The insurance industry in particular enjoys a poor reputation among customers. Insurers will find that acquiring more data is not as easy as it is for other companies. Policyholders do not trust insurers and are reluctant to share data with them, as they believe insurance companies will use it against them. However, they happily share much with companies they trust such as Google or Facebook. Insurers will have to find a way to address this issue.

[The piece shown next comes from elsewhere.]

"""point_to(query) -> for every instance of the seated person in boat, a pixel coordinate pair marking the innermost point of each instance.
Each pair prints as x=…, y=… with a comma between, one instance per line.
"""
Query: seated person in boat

In addition, data protection legislation is evolving to face the new challenges that data analytics and artificial intelligence bring. The GDPR is a very important development but we have already seen other initiatives to regulate access to data and the use insurers make of it.
The rise of the data broker?
Will the need for relevant data lead to the creation of data brokers? It might happen. Alternatively, companies with large amounts of data might commercialise the insights gained from that data rather than sell the data itself. Companies that have focused on gathering industry relevant data will be well positioned. Google is probably the first company to come to mind but each market is likely to have its own dominant player and these may look like LexisNexis in insurance or Crème Global in the food and cosmetic industries.
Talent, technology and the adoption of machine learning will continue to be important but they will stop being a competitive advantage in the next few years. Instead, the strategic use of machine learning and access to well maintained, relevant data will be the key to win.